Parsers Reference
Parsers transform raw documents into text chunks suitable for embedding and retrieval. LlamaFarm provides multiple parsers for each file format, allowing you to choose based on your performance and capability needs.
Parser Configuration
Parsers are defined within data_processing_strategies in your llamafarm.yaml:
rag:
data_processing_strategies:
- name: my_processor
description: "Process various document types"
parsers:
- type: PDFParser_LlamaIndex
file_include_patterns:
- "*.pdf"
priority: 0 # Lower = try first
config:
chunk_size: 1000
chunk_overlap: 100
Common Parser Properties
| Property | Required | Description |
|---|---|---|
type | Yes | Parser type identifier (e.g., PDFParser_PyPDF2) |
file_include_patterns | No | Glob patterns for files to process (e.g., ["*.pdf"]) |
file_extensions | No | File extensions this parser handles (e.g., [".pdf"]) |
priority | No | Parser priority (lower = try first, default: 50) |
mime_types | No | MIME types this parser handles |
fallback_parser | No | Parser to use if this one fails |
config | Yes | Parser-specific configuration |
Auto Parser
The auto parser automatically detects file types and applies the appropriate parser.
Configuration
parsers:
- type: auto
config:
chunk_size: 1000 # Chunk size for text splitting (100-10000, default: 1000)
chunk_overlap: 200 # Overlap between chunks (0-500, default: 200)
Options
| Option | Type | Default | Range | Description |
|---|---|---|---|---|
chunk_size | integer | 1000 | 100-10000 | Chunk size for text splitting |
chunk_overlap | integer | 200 | 0-500 | Overlap between chunks |
PDF Parsers
PDFParser_PyPDF2
Enhanced PDF parser using PyPDF2 with comprehensive text and metadata extraction.

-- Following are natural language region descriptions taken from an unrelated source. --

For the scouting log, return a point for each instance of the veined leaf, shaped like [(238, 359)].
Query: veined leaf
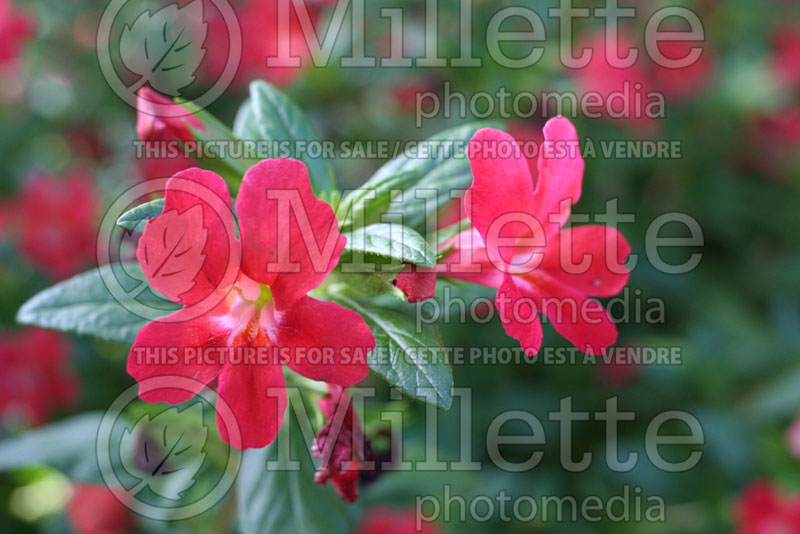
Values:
[(441, 170), (408, 358), (366, 204), (277, 118), (84, 305)]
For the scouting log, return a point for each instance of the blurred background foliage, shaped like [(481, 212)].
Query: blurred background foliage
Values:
[(734, 318)]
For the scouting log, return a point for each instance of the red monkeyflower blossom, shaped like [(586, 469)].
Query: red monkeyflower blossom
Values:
[(762, 510), (57, 223), (382, 520), (16, 27), (93, 509), (518, 245), (35, 380), (185, 253), (156, 129), (350, 445)]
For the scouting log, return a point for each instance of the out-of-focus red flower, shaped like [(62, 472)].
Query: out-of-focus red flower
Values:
[(518, 246), (185, 254), (382, 520), (258, 20), (793, 438), (35, 380), (16, 27), (786, 54), (627, 93), (623, 91), (350, 445), (776, 138), (57, 222), (162, 135), (762, 510), (93, 509)]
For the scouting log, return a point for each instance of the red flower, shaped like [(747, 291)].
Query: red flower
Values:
[(793, 438), (388, 521), (623, 90), (16, 27), (157, 129), (349, 445), (266, 307), (627, 92), (521, 249), (35, 380), (58, 223), (93, 509), (762, 510)]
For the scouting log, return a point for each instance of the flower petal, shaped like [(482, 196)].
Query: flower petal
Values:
[(210, 230), (418, 283), (468, 260), (580, 319), (160, 351), (604, 251), (327, 341), (290, 240), (257, 396), (501, 192), (560, 174)]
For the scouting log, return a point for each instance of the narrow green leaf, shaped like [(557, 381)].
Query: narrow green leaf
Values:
[(282, 501), (366, 204), (219, 146), (136, 218), (84, 305), (277, 118), (391, 242), (405, 356)]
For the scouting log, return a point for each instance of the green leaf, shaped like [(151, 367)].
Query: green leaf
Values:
[(136, 218), (445, 170), (216, 135), (366, 204), (84, 305), (406, 357), (277, 118), (244, 125), (283, 501), (68, 446), (392, 242)]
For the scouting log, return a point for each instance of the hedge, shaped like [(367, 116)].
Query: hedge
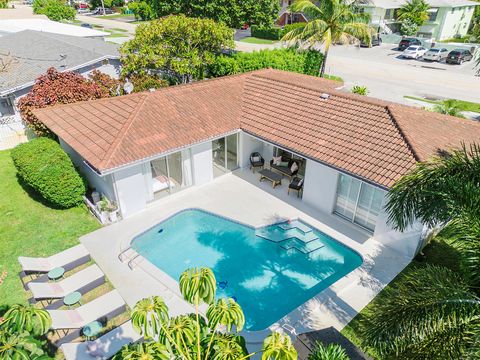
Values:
[(288, 59), (46, 168), (272, 33)]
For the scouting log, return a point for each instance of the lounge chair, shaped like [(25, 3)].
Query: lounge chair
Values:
[(82, 281), (105, 307), (286, 170), (68, 259), (256, 160), (296, 185), (104, 347)]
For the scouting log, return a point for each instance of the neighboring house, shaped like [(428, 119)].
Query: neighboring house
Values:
[(447, 18), (48, 26), (351, 149), (286, 17), (27, 54)]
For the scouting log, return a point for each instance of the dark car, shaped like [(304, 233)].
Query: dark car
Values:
[(458, 56), (406, 42), (376, 41)]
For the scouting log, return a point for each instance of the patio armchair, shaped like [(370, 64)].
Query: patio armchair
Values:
[(296, 185), (286, 168), (256, 160)]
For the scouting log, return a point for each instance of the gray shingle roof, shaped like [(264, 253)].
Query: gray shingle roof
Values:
[(28, 54)]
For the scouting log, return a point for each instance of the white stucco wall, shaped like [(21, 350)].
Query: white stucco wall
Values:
[(103, 184), (320, 186), (131, 189), (202, 163)]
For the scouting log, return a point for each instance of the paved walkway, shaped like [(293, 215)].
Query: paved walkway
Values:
[(240, 196)]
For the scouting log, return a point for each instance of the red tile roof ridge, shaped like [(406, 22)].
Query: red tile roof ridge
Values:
[(131, 118), (402, 134)]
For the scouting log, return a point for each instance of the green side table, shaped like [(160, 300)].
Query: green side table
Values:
[(72, 298), (92, 329), (56, 273)]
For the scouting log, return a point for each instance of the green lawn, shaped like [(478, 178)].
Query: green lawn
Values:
[(464, 105), (254, 40), (30, 228), (438, 253)]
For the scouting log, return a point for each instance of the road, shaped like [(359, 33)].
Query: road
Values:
[(390, 78)]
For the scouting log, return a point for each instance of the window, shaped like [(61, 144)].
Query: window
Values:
[(358, 202), (432, 14)]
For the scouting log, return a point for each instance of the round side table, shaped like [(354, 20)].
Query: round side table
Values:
[(92, 329), (72, 298), (56, 273)]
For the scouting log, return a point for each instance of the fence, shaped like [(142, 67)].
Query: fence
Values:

Best for: Simple PDFs, form extraction, annotation extraction
parsers:
- type: PDFParser_PyPDF2
file_include_patterns:
- "*.pdf"
- "*.PDF"
config:
chunk_size: 1000
chunk_overlap: 100
chunk_strategy: paragraphs
extract_metadata: true
preserve_layout: true
Options
| Option | Type | Default | Range | Description |
|---|---|---|---|---|
chunk_size | integer | 1000 | 100-50000 | Chunk size in characters |
chunk_overlap | integer | 100 | 0-5000 | Overlap between chunks |
chunk_strategy | string | paragraphs | paragraphs, sentences, characters | Chunking strategy |
extract_metadata | boolean | true | - | Extract PDF metadata |
preserve_layout | boolean | true | - | Use layout-preserving extraction |
extract_page_info | boolean | true | - | Extract page numbers and rotation |
extract_annotations | boolean | false | - | Extract PDF annotations |
extract_links | boolean | false | - | Extract hyperlinks |
extract_form_fields | boolean | false | - | Extract form fields |
extract_outlines | boolean | false | - | Extract document outlines/bookmarks |
extract_images | boolean | false | - | Extract embedded images |
extract_xmp_metadata | boolean | false | - | Extract XMP metadata |
clean_text | boolean | true | - | Clean extracted text |
combine_pages | boolean | false | - | Combine all pages (must be false for chunking) |
PDFParser_LlamaIndex
Advanced PDF parser using LlamaIndex with multiple fallback strategies and semantic chunking.
Best for: Complex PDFs, scanned documents, semantic chunking
parsers:
- type: PDFParser_LlamaIndex
file_include_patterns:
- "*.pdf"
priority: 0 # Lower = try first (preferred parser)
config:
chunk_size: 1200
chunk_overlap: 150
chunk_strategy: semantic
extract_metadata: true
extract_tables: true
fallback_strategies:
- llama_pdf_reader
- llama_pymupdf_reader
- direct_pymupdf
- pypdf2_fallback
Options
| Option | Type | Default | Range | Description |
|---|---|---|---|---|
chunk_size | integer | 1000 | 100-50000 | Chunk size in characters |
chunk_overlap | integer | 100 | 0-5000 | Overlap between chunks |
chunk_strategy | string | sentences | sentences, paragraphs, pages, semantic | Chunking strategy |
extract_metadata | boolean | true | - | Extract PDF metadata |
extract_images | boolean | false | - | Extract images from PDF |
extract_tables | boolean | true | - | Extract tables from PDF |
fallback_strategies | array | All strategies | See below | Fallback strategies in order |
Fallback Strategies:
llama_pdf_reader- LlamaIndex PDFReaderllama_pymupdf_reader- LlamaIndex PyMuPDFReaderdirect_pymupdf- Direct PyMuPDFpypdf2_fallback- PyPDF2 fallback
CSV Parsers
CSVParser_Pandas
Advanced CSV parser using Pandas with data analysis capabilities.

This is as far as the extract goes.